Дина не постучавшись вошла в контору. Нильс приподнял голову от бумаг и поздоровался с ней. В конторе было жарко. Раскаленная докрасна печка шумно вздыхала.
— Ты, Нильс, как всегда, работаешь даже в праздники? — спросила Дина.
— Хотел разнести все по книгам, пока Андерс не вернулся со своими счетами. Дел много.
— Понятно.
Она подошла к массивному письменному столу и остановилась, скрестив на груди руки. Нильс вдруг вспотел. Неприятная слабость сковала его.
— Что-то я хотела тебе сказать… Ах да… Это правда, что ты собираешься уехать в Америку?
Нильс весь сжался. На висках встопорщились поседевшие волосы. Жилетка была расстегнута. Шея у Нильса была жилистая и худая, руки тоже.
Но вообще он был недурен собой. И для конторского служащего, пожалуй, даже слишком силен и мускулист. Прямой нос, благородные черты лица.
— Кто тебе это сказал? — Он облизнул губы.
— Не важно кто. Но я хочу знать: это правда?
— Уж не ты ли стащила у меня со стола карту Америки? Он собрал все силы для ответного наступления. И был доволен собой.
— Нет, не я. А у тебя и карта была? Интересно! И куда же ты собрался ехать?
Нильс посмотрел на Дину. Их разделял стол. Он уперся ладонями в столешницу и поднял к ней лицо. Потом выпрямился так резко, что чуть не опрокинул чернильницу.

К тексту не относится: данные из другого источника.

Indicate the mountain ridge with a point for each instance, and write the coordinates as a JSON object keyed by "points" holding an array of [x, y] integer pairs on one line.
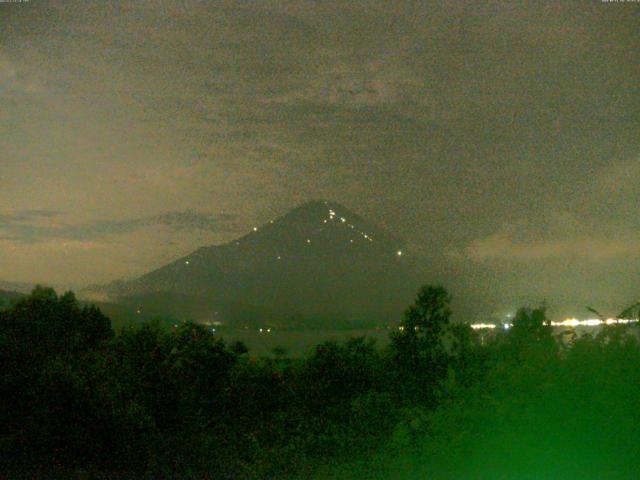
{"points": [[318, 260]]}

— Карта пропала бесследно! До сочельника она еще была здесь!
Он замолчал.
Дина тоже молчала и наблюдала за ним.
— Да все это так, мечты, — ответил он наконец.
— Такая поездка стоит много денег, — тихо заметила Дина.
— А я и не собирался…
Нильс покраснел и несколько раз пригладил рукой волосы.
— Может, у тебя есть деньги?
— Столько нету…
Нильс мысленно ругал себя, что не предусмотрел заранее такого разговора. Не приготовил ответов.
С Диной всегда так. Она, как хищный палтус, умеет застать добычу врасплох.
— Я уже давно хотела поговорить с тобой об одном деле, Нильс, — вкрадчиво сказала Дина, как будто переменив тему разговора.
— О чем же? — Нильс вздохнул с облегчением.
— Да все о цифрах… Они существуют, а найти их невозможно. Неуловимые какие-то. Вдруг появляются, когда начинаешь считать бочки — что грузили, а что разгружали — или поговоришь с людьми, кто сколько и за что задолжал или вернул. Я тут записала кое-что. Не для ленсмана, не для судьи… Но знаешь, все-таки я нашла верные цифры.
Нильс судорожно глотнул воздух. Потом собрал всю свою злость и посмотрел ей в лицо.
— Ты и прежде обвиняла меня в том, что я мошенничаю, — хрипло проговорил он чуть-чуть раньше, чем следовало.
— Вот именно, — почти шепотом сказала Дина и схватила его за руку. — Но на этот раз я уверена в своей правоте!
— Какие же у тебя доказательства? — В душе у него шевельнулось предчувствие, что дело приняло серьезный оборот.